The words “Accommodation” & “Intervention” makes me squirm
The need for interventions and accommodations is clear to me and one would be hard-pressed to argue against them. But, as a teacher, school counselor, and someone with ADHD myself, I wonder if we’re limiting ourselves with these terms.
For instance, I can totally see the word “accommodation” in terms of creating desks for students in wheelchairs. Desks aren’t made for kids in wheelchairs. Or having an interpreter for a deaf student. Teachers aren’t required to learn sign language to communicate with deaf kids. So when we say that our ADHD children need accommodations, we are saying that schools and classrooms aren’t optimal settings for our kids, and that is stunning.

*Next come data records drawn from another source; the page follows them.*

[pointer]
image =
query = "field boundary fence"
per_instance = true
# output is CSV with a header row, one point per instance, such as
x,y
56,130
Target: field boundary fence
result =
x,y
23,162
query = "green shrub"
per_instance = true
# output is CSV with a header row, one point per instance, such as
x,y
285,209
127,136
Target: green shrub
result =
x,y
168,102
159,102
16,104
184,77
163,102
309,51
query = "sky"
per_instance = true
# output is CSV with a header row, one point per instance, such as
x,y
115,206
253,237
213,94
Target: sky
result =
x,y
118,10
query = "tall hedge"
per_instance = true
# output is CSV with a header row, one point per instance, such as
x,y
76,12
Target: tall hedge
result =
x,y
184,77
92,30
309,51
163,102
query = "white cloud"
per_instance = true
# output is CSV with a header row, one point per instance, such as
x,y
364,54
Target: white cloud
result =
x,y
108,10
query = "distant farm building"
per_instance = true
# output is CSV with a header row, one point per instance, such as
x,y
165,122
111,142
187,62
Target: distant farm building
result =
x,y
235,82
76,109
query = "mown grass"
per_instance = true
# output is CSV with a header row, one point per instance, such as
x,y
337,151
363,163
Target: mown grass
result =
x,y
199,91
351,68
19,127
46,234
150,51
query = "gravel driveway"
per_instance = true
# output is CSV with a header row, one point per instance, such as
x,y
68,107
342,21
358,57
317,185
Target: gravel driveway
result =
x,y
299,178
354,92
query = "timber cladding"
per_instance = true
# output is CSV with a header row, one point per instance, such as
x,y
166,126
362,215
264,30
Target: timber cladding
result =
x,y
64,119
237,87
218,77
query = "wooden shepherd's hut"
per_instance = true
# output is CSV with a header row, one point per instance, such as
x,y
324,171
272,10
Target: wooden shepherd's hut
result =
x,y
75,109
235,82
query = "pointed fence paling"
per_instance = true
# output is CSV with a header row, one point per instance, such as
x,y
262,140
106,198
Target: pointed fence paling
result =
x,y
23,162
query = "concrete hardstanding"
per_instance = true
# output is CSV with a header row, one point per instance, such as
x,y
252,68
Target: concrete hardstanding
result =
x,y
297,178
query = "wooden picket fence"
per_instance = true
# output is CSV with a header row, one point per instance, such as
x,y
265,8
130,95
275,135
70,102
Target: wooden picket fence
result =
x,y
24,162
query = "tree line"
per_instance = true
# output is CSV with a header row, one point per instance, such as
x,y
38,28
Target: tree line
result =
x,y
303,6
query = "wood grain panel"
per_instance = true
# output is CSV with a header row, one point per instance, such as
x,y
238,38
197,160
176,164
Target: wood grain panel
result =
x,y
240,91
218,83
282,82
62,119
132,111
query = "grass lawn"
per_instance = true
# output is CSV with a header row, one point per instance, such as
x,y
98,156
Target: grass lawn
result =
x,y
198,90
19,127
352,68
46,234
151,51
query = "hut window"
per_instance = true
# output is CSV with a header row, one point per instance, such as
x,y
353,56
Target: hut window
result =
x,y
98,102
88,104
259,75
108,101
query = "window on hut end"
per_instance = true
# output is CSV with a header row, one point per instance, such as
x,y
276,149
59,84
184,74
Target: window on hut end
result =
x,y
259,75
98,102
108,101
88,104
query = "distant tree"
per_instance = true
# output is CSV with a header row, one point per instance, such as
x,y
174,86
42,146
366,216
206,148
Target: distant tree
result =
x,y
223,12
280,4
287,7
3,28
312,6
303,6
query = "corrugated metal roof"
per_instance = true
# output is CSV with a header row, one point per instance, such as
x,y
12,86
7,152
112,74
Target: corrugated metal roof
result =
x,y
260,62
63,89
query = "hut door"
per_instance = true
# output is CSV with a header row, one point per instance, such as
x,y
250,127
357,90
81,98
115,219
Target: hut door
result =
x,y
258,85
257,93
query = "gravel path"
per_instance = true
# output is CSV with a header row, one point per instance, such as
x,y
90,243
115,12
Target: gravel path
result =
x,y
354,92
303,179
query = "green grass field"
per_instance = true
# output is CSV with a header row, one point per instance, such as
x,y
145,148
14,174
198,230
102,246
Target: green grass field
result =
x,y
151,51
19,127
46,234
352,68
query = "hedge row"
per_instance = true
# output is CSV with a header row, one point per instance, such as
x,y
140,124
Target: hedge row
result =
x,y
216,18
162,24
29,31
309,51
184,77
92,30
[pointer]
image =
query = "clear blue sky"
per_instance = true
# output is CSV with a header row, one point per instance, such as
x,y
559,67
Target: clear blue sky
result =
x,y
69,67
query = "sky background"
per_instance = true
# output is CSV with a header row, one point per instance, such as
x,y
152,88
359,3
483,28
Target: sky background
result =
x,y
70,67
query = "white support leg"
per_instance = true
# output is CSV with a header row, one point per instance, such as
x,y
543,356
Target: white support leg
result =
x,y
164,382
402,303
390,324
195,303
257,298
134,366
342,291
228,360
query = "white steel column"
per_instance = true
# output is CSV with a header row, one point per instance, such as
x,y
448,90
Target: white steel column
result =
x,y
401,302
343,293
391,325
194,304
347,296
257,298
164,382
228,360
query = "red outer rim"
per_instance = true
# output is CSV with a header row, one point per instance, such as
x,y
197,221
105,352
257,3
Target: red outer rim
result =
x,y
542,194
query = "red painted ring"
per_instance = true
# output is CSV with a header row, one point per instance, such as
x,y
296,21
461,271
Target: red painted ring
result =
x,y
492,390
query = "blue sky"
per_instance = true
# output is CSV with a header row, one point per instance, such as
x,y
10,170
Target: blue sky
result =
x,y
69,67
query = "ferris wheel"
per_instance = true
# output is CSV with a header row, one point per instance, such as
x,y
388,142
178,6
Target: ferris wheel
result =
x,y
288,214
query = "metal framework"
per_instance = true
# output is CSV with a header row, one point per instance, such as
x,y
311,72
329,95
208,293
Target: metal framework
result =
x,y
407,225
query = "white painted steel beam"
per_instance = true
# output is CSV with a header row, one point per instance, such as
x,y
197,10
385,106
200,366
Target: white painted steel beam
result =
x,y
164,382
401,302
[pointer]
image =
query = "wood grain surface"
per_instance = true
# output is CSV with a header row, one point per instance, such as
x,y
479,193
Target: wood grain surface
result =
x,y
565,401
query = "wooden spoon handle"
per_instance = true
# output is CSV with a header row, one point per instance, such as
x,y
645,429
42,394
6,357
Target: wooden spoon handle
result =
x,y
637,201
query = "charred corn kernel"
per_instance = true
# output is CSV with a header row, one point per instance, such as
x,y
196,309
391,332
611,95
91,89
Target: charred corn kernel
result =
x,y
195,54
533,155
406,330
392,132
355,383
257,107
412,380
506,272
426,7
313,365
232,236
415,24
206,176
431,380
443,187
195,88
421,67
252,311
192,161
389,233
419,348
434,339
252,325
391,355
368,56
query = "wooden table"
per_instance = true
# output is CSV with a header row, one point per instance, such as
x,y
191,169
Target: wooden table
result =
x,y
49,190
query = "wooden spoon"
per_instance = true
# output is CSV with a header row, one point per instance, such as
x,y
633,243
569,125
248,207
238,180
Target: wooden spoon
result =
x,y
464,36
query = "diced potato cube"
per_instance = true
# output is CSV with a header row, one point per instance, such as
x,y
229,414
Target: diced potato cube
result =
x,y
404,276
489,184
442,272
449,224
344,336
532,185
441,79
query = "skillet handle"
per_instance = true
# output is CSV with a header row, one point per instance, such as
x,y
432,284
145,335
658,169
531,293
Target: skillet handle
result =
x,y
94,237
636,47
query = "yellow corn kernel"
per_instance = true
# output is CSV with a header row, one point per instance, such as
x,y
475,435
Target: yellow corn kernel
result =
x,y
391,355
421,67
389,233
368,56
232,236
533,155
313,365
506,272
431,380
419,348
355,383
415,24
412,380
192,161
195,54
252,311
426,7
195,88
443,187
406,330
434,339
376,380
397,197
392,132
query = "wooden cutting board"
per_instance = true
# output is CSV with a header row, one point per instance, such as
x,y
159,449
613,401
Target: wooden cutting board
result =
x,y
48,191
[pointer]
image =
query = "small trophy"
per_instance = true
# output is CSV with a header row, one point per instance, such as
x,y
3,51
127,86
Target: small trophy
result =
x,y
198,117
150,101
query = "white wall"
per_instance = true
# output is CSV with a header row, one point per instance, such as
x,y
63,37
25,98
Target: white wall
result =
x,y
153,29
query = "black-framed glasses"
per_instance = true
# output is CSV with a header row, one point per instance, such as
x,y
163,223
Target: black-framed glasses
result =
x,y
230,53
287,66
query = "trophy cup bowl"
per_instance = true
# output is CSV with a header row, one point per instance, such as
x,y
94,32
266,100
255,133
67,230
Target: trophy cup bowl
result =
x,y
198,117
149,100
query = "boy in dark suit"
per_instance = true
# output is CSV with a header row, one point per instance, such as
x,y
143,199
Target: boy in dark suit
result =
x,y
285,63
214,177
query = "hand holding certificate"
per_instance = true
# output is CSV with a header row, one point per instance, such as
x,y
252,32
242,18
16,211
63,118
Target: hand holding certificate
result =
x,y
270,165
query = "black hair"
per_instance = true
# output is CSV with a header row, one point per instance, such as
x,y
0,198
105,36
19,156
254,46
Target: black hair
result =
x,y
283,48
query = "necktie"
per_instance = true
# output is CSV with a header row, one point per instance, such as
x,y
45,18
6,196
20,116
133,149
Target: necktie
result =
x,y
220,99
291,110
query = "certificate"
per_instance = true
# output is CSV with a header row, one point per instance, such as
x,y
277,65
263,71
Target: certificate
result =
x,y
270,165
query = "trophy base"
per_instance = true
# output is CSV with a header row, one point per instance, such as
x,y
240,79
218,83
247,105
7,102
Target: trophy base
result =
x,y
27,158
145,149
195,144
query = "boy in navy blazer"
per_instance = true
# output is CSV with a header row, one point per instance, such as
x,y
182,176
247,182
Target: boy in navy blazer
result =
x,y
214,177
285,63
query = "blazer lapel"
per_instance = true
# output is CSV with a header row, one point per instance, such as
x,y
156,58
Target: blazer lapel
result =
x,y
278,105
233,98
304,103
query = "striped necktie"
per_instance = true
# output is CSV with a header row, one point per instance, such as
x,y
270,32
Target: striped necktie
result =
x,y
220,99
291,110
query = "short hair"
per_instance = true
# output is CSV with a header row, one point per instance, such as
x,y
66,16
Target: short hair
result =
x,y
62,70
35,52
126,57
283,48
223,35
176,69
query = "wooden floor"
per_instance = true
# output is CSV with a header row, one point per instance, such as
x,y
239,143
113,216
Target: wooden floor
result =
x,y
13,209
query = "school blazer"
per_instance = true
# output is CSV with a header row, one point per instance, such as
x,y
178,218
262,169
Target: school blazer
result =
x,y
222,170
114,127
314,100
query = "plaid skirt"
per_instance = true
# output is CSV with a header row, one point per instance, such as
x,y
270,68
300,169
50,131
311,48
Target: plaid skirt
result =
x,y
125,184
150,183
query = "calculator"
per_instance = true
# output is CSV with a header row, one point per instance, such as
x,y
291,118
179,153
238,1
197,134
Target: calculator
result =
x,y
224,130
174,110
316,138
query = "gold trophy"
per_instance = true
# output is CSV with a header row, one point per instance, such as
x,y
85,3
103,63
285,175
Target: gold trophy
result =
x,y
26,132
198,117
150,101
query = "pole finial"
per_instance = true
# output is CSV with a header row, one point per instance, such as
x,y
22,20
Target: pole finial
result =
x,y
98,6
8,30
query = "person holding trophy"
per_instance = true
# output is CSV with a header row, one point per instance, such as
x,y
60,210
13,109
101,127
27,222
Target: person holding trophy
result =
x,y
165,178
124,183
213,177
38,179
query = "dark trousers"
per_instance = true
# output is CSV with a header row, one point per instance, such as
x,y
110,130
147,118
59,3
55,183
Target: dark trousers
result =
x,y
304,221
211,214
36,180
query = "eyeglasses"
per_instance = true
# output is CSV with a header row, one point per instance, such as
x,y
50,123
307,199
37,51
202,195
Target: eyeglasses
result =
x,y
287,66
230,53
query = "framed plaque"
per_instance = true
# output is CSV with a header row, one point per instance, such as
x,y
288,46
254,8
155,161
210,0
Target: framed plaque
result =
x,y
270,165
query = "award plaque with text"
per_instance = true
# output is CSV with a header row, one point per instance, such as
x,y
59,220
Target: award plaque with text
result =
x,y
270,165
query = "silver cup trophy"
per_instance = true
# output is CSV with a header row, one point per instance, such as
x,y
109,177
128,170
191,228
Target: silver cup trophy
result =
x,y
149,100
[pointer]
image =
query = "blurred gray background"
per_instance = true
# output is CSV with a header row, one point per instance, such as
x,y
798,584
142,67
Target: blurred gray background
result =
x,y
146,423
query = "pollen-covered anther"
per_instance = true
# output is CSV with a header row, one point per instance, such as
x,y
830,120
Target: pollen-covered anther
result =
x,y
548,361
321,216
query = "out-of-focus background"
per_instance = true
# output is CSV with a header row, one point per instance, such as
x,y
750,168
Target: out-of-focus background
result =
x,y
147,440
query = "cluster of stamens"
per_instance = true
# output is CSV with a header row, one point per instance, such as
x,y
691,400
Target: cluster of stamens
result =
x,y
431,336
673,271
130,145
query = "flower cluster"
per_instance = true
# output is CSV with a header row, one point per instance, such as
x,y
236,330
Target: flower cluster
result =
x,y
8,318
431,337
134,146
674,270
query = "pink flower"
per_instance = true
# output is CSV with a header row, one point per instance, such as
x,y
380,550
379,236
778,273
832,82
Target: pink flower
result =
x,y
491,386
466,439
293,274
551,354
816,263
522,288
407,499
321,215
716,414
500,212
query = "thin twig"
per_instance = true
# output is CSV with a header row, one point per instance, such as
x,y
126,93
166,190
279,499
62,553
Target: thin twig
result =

In this, we admit that schools are not “one size fits all” and that in order to have a good public education, a teacher must do something different (BTW, I include Gifted Kids in this mix of “Special Needs”).
So when someone insists that I offer interventions, I squirm because I know that what it really means is “What do I do when the ADHD student [inevitably] disrupts the class, because I’m not really teaching that student, I’m teaching the students who can sit still, be quiet, and pay attention.”
In legal terms, we definitely need accommodations, schools being what they are. But philosophically, this stings. I don’t want to be thought of as the “trouble-maker” as I was thought of. I don’t want to be the one that stands out because “the desk” doesn’t accommodate my “wheelchair.”
Teachers need to create classrooms that serve all students, not just the ones that “have to be there because this is ‘public education’.”